Unicode encodes Egyptian hieroglyphs in the range from U+13000 โ€“ U+1342F (beyond the Basic Multilingual Plane).

In this case, there are 2 ways to write the regex:

  1. By specifying a character range from U+13000 โ€“ U+1342F.

    While specifying a character range in regex for characters in BMP is as easy as [a-z], depending on the language support, doing so for characters in astral planes might not be as simple.

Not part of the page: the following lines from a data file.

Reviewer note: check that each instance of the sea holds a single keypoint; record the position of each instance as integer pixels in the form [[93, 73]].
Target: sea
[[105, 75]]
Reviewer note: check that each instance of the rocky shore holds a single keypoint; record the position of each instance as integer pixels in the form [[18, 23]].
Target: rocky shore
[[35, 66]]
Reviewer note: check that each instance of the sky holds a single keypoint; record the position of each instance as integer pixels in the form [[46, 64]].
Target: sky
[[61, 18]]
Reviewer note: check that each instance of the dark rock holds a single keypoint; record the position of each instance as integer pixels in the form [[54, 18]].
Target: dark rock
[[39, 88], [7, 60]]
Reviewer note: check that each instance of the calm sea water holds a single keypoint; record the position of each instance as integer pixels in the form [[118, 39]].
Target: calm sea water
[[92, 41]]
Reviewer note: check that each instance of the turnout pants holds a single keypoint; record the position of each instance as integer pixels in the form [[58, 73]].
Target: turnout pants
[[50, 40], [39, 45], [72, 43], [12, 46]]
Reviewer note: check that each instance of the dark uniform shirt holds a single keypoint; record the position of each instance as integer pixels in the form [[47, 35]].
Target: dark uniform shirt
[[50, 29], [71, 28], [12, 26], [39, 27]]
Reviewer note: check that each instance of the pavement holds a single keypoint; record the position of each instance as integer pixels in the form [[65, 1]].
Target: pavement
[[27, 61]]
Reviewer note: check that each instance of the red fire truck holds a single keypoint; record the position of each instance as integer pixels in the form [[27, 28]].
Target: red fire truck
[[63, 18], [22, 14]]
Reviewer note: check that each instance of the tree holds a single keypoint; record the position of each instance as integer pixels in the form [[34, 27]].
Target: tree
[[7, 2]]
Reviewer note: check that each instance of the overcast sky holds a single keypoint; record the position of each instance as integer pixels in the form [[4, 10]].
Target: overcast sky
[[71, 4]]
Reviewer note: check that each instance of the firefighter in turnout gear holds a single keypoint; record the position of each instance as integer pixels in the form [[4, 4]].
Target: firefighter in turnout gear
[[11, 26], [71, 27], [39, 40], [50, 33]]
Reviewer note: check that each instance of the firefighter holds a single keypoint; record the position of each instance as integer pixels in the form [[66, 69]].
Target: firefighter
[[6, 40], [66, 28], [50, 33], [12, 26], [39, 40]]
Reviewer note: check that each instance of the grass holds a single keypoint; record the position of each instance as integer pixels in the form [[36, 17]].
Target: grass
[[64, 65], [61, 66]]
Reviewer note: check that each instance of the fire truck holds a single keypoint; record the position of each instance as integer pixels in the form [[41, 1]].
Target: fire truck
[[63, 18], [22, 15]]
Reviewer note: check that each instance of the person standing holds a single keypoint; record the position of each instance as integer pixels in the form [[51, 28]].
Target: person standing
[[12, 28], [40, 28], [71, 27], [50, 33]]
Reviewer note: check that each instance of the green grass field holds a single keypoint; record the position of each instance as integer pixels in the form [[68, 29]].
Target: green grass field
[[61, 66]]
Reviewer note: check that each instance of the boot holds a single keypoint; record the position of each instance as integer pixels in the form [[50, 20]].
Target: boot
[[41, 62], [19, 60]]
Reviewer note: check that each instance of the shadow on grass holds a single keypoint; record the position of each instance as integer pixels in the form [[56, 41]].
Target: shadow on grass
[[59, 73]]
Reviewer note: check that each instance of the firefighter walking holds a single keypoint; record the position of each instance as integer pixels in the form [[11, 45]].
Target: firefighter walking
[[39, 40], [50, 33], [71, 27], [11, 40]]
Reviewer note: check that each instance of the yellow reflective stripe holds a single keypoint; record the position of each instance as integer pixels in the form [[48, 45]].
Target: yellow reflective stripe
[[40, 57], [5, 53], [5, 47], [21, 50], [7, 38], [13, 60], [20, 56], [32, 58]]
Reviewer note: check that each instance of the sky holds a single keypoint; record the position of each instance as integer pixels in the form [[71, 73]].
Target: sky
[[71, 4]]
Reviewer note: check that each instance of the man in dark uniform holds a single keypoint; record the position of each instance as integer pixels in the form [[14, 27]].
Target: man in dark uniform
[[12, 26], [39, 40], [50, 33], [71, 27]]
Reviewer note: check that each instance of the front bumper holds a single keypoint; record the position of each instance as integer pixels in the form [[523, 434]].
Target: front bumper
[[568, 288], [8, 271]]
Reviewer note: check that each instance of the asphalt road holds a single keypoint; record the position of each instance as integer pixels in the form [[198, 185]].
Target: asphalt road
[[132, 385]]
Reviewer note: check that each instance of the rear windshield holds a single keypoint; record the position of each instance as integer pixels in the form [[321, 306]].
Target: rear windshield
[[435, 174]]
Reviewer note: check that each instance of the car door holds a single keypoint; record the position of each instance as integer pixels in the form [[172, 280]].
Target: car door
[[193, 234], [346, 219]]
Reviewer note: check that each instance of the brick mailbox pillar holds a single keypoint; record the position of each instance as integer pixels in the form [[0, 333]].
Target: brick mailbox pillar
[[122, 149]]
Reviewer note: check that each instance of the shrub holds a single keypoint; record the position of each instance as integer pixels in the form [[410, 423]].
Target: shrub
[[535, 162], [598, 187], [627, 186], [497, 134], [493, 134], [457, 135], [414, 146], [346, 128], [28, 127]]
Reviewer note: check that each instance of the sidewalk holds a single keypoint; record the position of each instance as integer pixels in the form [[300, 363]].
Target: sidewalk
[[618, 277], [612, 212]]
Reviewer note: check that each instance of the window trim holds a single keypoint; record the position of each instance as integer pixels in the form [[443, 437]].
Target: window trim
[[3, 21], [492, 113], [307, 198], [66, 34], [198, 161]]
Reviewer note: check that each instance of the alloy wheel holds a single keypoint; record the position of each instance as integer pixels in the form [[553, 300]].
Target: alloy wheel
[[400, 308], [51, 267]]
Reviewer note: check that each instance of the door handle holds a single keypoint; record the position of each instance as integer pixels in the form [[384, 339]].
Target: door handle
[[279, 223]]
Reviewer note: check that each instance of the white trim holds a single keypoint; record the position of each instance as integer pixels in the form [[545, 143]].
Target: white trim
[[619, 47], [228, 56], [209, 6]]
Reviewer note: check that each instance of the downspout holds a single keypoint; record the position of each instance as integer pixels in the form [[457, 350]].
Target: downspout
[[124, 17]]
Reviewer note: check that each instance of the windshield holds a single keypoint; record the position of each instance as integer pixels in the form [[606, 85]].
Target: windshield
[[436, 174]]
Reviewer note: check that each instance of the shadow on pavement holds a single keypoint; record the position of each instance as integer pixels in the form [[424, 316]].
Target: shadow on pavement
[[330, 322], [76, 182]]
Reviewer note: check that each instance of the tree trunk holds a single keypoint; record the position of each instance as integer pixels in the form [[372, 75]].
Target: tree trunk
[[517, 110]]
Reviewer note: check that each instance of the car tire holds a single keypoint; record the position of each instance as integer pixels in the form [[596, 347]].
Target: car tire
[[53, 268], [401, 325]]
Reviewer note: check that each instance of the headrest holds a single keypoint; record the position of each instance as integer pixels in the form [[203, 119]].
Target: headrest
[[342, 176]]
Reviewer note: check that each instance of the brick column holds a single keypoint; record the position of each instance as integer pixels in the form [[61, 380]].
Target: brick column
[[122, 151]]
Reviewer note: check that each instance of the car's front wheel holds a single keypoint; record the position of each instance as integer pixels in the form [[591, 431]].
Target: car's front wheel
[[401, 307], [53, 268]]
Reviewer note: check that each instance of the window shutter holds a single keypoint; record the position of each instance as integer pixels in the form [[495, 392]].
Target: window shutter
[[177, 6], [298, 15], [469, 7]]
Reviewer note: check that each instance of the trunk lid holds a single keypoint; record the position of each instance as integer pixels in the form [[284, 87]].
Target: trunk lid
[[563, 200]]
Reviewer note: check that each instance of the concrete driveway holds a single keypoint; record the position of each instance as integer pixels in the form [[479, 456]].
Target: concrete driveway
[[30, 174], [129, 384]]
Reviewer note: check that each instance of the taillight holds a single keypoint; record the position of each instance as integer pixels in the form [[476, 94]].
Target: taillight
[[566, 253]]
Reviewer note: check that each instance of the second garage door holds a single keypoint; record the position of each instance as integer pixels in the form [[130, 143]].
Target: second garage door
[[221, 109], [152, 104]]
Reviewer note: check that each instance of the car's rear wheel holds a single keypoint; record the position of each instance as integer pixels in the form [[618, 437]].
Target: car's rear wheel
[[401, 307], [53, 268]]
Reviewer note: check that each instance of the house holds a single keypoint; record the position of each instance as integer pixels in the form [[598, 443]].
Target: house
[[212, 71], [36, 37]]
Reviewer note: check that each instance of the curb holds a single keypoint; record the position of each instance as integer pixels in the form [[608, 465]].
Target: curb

  2. By specifying Unicode block for Egyptian hieroglyphs

    Since we are matching any character in Egyptian hieroglyphs block, this is the preferred way to write the regex where support is available.

Java

(Currently, I don't have any idea how other implementation of Java Class Libraries deal with astral plane characters in Pattern classes).

Sun/Oracle implementation

I'm not sure if it makes sense to talk about matching characters in astral planes in Java 1.4, since support for characters beyond BMP was only added in Java 5 by retrofitting the existing String implementation (which uses UCS-2 for its internal String representation) with code point-aware methods.

Since Java continues to allow lone surrogates (one which can't form a pair with other surrogate) to be specified in String, it resulted in a mess, since surrogates are not real characters, and lone surrogates are invalid in UTF-16.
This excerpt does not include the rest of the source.